Soft Hair - Lying Has To Stop

Wenn sich zwei gestandene Musiker zu einer Band zusammenschließen, stellt sich zwangsläufig die Frage: Wer wird sich durchsetzen? Im Fall von Soft Hair gibt es darauf keine Antwort, weil die beiden Struwwelpeter eine geradezu symbiotische Beziehung zueinander haben. Da haben wir zum einen Sam Dust, ehemaliges Mitglied der Dance-Punk-Band Late of the Pier, der Solo als LA Priest hyperaktiven Pop macht. Und zum anderen den Neuseeländer Connan Mockasin, der sich dem Psychedelic-Pop verschrieben hat. Wenn diese beiden in Schlaghosen durch das Video zu "Lying Has To Stop" taumeln, wirken sie wie bei der Geburt getrennte Zwillinge. Musikalisch zelebrieren Soft Hair in "Lying Has To Stop" modulierte Gitarren, ihre gegensätzlichen Stimmen und andersartigen Sound. Auf Gelaber stehen sie allerdings gar nicht: "You'll find there's never any time for babes and wine. You lie, you’ll never change and say bye, bye."

Talisco – Stay (Before The Picture Fades)

Mit "Your Wish" gelang dem französischen Musiker Jérôme Amandi unter seinem Künstlernamen Talisco 2014 der große Wurf - nicht zuletzt wegen des großartigen Intros des Songs. Taliscos Sound erinnert an seine Landsleute Woodkid und Phoenix, trägt aber trotzdem Amandis unverwechselbare Handschrift. Das soll auf seinem neuen Album "Capitol Vision", das im Januar 2017 erscheinen wird, sogar noch deutlicher werden: Der Sänger hat angekündigt, dass die Songs darauf zum großen Teil autobiographisch sind. "Stay" ist der zweite Vorgeschmack auf "Capitol Vision" und macht genau da weiter, wo Talisco 2014 aufgehört hat: ein treibender Indie-Beat mit Woohoo-Chor im Hintergrund, eine fröhliche Akustikgitarre und Amandis leicht angeraute Stimme, die zutraulich "I’ll be there for love" singt. Passend zum Bleibenwollen-Thema verabschieden sich im Video Liebespaare solange voneinander, bis einer durchdreht.

Naked Feen – Havana

Fast jedem Jahrzehnt werden in einschlägigen Diskotheken Partys und rauschende Trash-Nächte gewidmet.
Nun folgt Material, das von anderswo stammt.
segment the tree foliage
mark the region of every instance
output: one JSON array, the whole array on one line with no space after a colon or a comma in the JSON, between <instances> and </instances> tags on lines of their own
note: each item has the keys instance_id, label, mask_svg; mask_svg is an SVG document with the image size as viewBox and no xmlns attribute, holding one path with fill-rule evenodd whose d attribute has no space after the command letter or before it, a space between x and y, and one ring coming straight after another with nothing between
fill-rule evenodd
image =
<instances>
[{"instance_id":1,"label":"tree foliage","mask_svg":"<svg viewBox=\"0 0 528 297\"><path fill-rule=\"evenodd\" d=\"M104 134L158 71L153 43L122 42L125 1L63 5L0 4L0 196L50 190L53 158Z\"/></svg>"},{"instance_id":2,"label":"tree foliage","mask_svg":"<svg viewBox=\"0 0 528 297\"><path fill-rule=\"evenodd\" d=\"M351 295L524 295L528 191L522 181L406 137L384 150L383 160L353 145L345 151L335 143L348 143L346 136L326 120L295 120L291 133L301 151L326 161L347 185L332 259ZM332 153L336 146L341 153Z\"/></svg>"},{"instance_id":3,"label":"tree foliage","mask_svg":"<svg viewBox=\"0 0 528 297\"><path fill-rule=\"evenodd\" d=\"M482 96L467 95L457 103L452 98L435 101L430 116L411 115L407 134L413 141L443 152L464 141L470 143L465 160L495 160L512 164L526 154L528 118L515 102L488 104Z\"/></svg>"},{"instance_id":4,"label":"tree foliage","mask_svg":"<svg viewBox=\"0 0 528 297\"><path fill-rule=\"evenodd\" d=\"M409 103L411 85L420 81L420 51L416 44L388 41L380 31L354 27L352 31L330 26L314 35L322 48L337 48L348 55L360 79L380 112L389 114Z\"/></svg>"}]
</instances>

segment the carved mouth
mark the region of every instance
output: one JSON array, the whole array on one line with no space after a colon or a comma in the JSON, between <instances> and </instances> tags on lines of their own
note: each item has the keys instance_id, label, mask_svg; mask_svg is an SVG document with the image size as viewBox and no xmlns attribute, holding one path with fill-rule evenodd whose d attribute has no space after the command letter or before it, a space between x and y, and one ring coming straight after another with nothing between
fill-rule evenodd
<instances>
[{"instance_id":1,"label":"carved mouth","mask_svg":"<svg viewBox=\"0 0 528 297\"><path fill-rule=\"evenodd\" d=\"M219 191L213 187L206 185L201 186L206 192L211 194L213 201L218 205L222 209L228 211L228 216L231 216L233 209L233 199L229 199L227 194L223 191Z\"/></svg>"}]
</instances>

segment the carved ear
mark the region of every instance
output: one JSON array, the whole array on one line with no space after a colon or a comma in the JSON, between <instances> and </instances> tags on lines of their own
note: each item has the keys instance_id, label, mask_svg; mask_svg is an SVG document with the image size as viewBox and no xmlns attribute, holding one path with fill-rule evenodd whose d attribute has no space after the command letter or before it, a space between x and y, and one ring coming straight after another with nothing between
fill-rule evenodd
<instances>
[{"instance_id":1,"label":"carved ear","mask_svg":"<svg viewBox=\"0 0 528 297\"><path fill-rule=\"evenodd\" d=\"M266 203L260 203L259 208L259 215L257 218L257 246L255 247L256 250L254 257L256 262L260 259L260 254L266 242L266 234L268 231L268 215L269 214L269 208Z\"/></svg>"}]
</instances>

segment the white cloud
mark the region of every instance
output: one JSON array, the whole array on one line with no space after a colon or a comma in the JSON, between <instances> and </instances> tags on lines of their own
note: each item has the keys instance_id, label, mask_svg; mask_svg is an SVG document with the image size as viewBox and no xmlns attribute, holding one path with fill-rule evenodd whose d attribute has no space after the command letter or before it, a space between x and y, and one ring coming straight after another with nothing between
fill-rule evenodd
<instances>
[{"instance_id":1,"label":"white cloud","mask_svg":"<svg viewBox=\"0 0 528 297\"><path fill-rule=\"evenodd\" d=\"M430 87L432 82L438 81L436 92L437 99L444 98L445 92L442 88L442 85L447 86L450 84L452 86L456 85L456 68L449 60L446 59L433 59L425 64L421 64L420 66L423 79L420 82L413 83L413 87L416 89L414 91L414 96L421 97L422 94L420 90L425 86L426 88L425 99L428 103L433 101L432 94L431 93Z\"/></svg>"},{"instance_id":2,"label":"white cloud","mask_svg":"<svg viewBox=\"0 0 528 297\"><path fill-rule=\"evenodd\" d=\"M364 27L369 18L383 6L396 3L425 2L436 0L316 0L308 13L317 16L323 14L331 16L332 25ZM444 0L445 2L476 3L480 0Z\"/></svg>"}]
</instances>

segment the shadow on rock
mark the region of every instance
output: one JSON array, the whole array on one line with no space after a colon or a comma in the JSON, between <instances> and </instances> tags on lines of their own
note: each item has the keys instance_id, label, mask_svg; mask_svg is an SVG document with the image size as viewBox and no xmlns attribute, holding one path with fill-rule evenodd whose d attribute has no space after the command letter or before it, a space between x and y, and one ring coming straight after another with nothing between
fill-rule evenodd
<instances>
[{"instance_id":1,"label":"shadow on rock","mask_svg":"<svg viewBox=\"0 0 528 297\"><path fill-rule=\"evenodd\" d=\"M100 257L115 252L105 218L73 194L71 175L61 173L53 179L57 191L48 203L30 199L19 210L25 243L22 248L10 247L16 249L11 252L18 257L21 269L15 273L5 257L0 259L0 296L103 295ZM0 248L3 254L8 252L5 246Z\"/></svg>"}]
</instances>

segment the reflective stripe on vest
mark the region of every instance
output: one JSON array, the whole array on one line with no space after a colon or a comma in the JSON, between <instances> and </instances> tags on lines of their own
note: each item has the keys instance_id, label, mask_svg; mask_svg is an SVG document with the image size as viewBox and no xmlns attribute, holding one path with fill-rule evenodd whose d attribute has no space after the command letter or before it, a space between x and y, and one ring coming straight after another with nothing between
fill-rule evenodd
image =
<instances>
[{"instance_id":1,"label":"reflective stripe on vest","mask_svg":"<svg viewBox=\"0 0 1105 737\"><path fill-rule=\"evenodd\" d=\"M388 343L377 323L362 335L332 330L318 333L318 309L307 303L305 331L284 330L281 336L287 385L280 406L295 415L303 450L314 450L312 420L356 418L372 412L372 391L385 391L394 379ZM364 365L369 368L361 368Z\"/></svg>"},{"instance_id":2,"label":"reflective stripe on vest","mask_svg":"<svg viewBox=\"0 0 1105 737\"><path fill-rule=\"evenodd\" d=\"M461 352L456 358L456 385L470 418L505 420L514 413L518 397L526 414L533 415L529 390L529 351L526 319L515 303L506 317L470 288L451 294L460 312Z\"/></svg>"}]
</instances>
Aber was ist eigentlich mit den Nuller-Jahren? Deren große Stärke war zweifelsohne geradliniger Alternative-Rock, den man auch heute wieder gut gebrauchen könnte zwischen all den Synthies. Und erfreulicherweise bringen uns Naked Feen genau diesen Sound wieder zurück! 2013 waren die Vier "Münchens Band des Jahres", jetzt erscheint nach zwei vielversprechenden EPs ihr Debütalbum "Heart Already Packed". Auf selbigen ist auch der Song "Havana" zu finden, der ein wenig nach The Strokes zu ihren "Is This It"-Zeiten klingt. Während andere Künstler auf Biegen und Brechen versuchen, die Musik neu zu erfinden, machen Naked Feen einfach guten, alten Rock - so nackig wie der Bandname es vermuten lässt.